Assim como os seus primos-irmãos que pertencem ao mesmo reino, estas espécies são fundamentais para decompor a matéria orgânica na natureza.
Em alguns casos raros, porém, esses micro-organismos podem causar doenças em seres humanos, conhecidas genericamente como esporotricose.
O Sporothrix brasiliensis, por exemplo, consegue infiltrar-se nas camadas superficiais da pele. O patógeno coloniza este tecido subcutâneo e provoca feridas. O fungo também pode invadir o sistema linfático e afetar os olhos, o nariz e até os pulmões.
Como mencionado anteriormente, estes casos eram raros. Mas a sua frequência passou a chamar à atenção no final dos anos 1990 em algumas localidades do Rio de Janeiro.
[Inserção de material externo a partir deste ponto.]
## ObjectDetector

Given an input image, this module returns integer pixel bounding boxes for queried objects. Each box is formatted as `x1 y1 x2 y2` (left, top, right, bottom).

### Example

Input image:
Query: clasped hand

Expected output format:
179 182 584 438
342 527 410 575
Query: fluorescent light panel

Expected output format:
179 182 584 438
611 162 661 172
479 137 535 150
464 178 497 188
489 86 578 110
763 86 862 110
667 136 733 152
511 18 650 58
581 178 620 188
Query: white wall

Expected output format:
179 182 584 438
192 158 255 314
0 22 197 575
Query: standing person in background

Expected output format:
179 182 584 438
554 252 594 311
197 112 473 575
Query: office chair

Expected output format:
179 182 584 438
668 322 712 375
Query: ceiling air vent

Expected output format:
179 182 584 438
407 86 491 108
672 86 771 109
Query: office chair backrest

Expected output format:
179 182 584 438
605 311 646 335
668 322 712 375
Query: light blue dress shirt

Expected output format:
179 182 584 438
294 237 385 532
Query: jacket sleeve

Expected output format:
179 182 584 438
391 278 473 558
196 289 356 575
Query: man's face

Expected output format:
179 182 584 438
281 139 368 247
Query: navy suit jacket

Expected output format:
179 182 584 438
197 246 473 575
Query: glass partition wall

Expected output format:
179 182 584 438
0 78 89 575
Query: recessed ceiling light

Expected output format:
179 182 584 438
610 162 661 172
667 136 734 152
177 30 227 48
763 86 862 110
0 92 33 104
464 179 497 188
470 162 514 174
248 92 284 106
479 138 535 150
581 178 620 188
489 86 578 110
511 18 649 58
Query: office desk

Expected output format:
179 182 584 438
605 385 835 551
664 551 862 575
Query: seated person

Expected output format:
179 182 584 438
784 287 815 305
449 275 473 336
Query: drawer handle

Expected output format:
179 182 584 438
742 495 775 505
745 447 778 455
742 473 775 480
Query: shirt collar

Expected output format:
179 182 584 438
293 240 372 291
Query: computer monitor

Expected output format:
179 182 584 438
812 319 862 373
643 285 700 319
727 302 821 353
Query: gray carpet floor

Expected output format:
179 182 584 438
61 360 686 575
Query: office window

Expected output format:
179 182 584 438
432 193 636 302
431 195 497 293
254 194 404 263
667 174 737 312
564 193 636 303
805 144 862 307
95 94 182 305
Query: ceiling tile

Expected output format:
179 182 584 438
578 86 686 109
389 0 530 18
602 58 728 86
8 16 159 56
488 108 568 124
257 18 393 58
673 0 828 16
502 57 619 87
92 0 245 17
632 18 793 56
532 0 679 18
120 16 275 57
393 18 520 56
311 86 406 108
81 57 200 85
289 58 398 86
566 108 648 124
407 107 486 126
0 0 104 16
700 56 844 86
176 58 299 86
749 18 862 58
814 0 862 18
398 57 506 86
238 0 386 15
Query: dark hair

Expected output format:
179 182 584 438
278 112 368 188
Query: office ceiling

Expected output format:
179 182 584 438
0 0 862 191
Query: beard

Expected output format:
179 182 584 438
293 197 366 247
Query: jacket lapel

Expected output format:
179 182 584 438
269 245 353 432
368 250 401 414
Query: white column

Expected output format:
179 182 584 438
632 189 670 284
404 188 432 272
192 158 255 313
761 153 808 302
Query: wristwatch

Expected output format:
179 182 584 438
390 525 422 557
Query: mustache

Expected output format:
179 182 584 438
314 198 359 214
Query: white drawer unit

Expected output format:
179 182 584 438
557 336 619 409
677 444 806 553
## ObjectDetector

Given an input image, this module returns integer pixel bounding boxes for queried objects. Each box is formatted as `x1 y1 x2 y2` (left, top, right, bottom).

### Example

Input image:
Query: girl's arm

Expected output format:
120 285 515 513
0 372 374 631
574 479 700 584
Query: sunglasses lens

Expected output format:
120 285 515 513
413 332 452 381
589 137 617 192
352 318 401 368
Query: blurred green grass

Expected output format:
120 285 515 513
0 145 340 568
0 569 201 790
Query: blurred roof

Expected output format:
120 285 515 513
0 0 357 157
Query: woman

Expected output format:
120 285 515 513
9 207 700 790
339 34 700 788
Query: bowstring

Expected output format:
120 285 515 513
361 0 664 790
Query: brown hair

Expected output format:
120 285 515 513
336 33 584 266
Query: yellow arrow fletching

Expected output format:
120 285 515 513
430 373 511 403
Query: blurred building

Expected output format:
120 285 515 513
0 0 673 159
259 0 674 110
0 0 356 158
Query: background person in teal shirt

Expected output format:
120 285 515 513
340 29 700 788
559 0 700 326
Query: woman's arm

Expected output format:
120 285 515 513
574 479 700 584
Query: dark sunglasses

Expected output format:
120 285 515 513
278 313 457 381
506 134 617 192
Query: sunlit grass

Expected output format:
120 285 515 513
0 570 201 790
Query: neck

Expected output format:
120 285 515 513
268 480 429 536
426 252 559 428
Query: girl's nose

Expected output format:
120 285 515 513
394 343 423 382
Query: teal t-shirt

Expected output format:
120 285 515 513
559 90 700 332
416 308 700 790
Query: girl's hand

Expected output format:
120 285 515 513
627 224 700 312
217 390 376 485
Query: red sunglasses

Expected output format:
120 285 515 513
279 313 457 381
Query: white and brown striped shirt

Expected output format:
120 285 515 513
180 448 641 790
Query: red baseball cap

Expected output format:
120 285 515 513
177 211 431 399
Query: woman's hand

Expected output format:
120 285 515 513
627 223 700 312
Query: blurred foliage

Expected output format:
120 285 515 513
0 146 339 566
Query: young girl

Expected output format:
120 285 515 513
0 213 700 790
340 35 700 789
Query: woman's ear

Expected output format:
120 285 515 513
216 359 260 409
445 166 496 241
Entre 1998 e 2001, investigadores da Fundação Oswaldo Cruz (FioCruz) diagnosticaram 178 casos de esporotricose.
“Dos 178 pacientes, 156 tinham algum contacto em casa ou no trabalho com gatos que também estavam infetados, e 97 levaram alguma mordida ou arranhão desses animais”, descreve o estudo.
Esta foi uma das primeiras pistas que indica que os números estão a crescer aos poucos. “Segundo as últimas estatísticas, já são mais de 12 mil casos em seres humanos desde então”, atualiza o médico Flavio Telles, da Sociedade Brasileira de Infectologia. “E isso é sem contar os incontáveis registos em gatos e cães”, acrescenta.
Com o passar do tempo, os investigadores puderam entender melhor o ciclo da infeção não apenas entre as pessoas, mas também em animais que vivem próximos de nossas casas.
Desequilíbrios ambientais
A ascensão do Sporothrix brasiliensis ainda é objeto de estudos e especulações. Assim que o fungo chegou nos gatos silvestres e de rua, o “saltou” para os seres humanos foi relativamente fácil. Afinal, estes felinos são extremamente comuns em muitos bairros brasileiros.
Não raramente, as crianças brincam com eles e os adultos veem com bons olhos tê-los por perto, como uma maneira de controlar infestações de ratos.
Ou seja, todo o contexto de desequilíbrio ambiental somado à proximidade com os animais facilitou o contacto com o fungo, que passou a causar a doença em milhares de pessoas nas últimas duas décadas.
Embora estas observações ajudem a explicar como o surto provocado pelo Sporothrix brasiliensis surgiu, elas não permitem entender como o problema se espalhou para outros lugares além do Rio de Janeiro.
“Os gatos transitam por um território e podem atravessar fronteiras secas de Estados ou até de países”, diz Telles. “Além disso, podem ser transportados pelas pessoas que se mudam de bairro ou cidade”, complementa.
Outra possível explicação para a propagação está nos ratos. Alguns estudos mostram que esses roedores também podem ter o fungo — e ir de um lugar a outro durante o transporte de alimentos por caminhões ou navios.
Num novo local, os ratos são caçados pelos gatos que moram ali. Os felinos, por sua vez, acabam por ficar infetados e dão início a um novo ciclo de esporotricose.
Para completar, como esses animais carregam o fungo nas garras, na saliva e no sangue, podem transmiti-lo a seres humanos por meio de mordidas ou arranhões.
O que fazer?
Em comparação com outros fungos do mesmo género, o Sporothrix brasiliensis é mais virulento (ou seja, espalha-se com maior facilidade) e pode causar quadros infecciosos mais severos.
O tratamento também não é dos mais fáceis: nem sempre os remédios antifúngicos disponíveis funcionam à primeira.
A terapia medicamentosa costuma durar, em média, 187 dias, calcula um estudo recente da Universidade Federal do Rio Grande (FURG).
A chave, garantem outros artigos publicados nos últimos anos, está em fazer o diagnóstico correto e iniciar o tratamento o quanto antes.
Isso até evita a criação de resistência aos fármacos — esse, aliás, tem sido um problema frequente nos últimos anos com outras espécies de fungos, que estão a tornar-se cada vez mais difíceis de combater.
Para Rodrigues, casos como o do Sporothrix brasiliensis revelam como os desequilíbrios no meio ambiente causados pela ação humana têm consequências imprevisíveis.
“Há 15 anos, a esporotricose não era um problema. A alteração de ecossistemas propicia possíveis exposições a patógenos que, antes, não aconteciam”, diz. “E isso gera crises de saúde pública cada vez mais difíceis de enfrentar”, complementa.